Fin dall’inizio della sua carriera di regista, Angelina Jolie ha messo quasi sempre — fanno eccezione il documentario d’esordio (A Place in Time, 2007) e Broken Sea (2015) — la guerra e le sue conseguenze al centro della propria enunciazione. Tema evidentemente decisivo nella formulazione del proprio discorso, tanto che non sorprende esso informi anche Senza sangue, sebbene qui lo scenario bellico risulti decisamente sfumato, sottoposto a un processo di astrazione che, al contrario delle opere precedenti, lo priva di ogni riferimento storico. Operazione che, lasciando volutamente la guerra nel fuoricampo, denota l’intenzione del testo di sottolineare l’universalità del tema.
Non meno importante è la scelta che, ancora una volta (la quarta sui sei lungometraggi diretti da Jolie), protagonista del racconto sia una donna, qui ritratta nel suo arco esistenziale attraverso i due decisivi momenti che lo definiscono, ovvero la “scena primaria” e l’inevitabile desiderio di ritornarvi. Due momenti distanti, separati nell’affabulazione da quasi mezzo secolo benché intimamente concatenati, che, esattamente come succede nell’omonimo romanzo di Alessandro Baricco (Rizzoli, 2002) di cui il film è la trasposizione, dividono Senza sangue in due parti. Divisione che permette di spostare la focalizzazione del discorso sull’infanzia e sui suoi indelebili traumi – come peraltro già avveniva nel precedente Per primo hanno ucciso mio padre (2017), con il quale il sesto lungometraggio diretto Jolie costituisce una sorta di dittico.

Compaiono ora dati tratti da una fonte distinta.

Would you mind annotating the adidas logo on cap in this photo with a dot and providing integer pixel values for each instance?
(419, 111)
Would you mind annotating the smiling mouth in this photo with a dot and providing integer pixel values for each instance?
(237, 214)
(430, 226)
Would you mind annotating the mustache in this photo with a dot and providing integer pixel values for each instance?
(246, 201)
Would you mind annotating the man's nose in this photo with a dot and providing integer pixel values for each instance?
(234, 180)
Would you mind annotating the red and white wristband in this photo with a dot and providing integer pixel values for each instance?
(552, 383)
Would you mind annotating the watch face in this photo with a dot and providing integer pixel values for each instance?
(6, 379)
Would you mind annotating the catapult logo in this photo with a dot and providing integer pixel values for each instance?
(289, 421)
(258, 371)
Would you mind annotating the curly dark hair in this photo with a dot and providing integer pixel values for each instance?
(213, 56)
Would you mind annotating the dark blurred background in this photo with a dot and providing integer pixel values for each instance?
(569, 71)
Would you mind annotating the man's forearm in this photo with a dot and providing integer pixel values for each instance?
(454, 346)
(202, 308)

La guerra e i suoi dolorosi lasciti e l’infanzia interrotta sono dunque i due temi che s’incrociano in un’opera seducente e irrisolta, che Jolie (qui autrice anche dello script) decide di mettere in forma contrapponendo cinema e letteratura, il respiro cinematografico della prima parte con l’illustrativismo dialogico della seconda, il pattern del Revenge movie con l’ambientazione del Southern Gothic. Ovvero facendo proprie le atmosfere del secondo (nelle quali sembra echeggiare più Cormac McCarthy che Faulkner), ma calandole in una formula narrativa riconoscibile e identificabile. Da una parte per guardare alla frontiera come luogo insieme fisico e simbolico, sorta di territorio ancestrale nel quale i riti di passaggio appaiono più netti; dall’altra per dare allo spettatore una risoluzione drammatica tanto imprevedibile quanto sorprendente. Così da rendere i due protagonisti della vicenda, un ragazzo e una bambina le cui vite sono destinate ad annodarsi a causa di uno sguardo contemporaneamente salvifico e attraente, due individui interrotti le cui esistenze sono trascorse nella speranza e nel Desiderio di un nuovo rendez-vous. Di un nuovo, risolutivo incontro in grado di dar senso al gesto che le ha irrimediabilmente segnate. Incontro che, quando finalmente giunge, diventa un deflagrante confronto sulla Verità e insieme riflessione sull’impossibilità di sfuggire ai fantasmi dell’infanzia.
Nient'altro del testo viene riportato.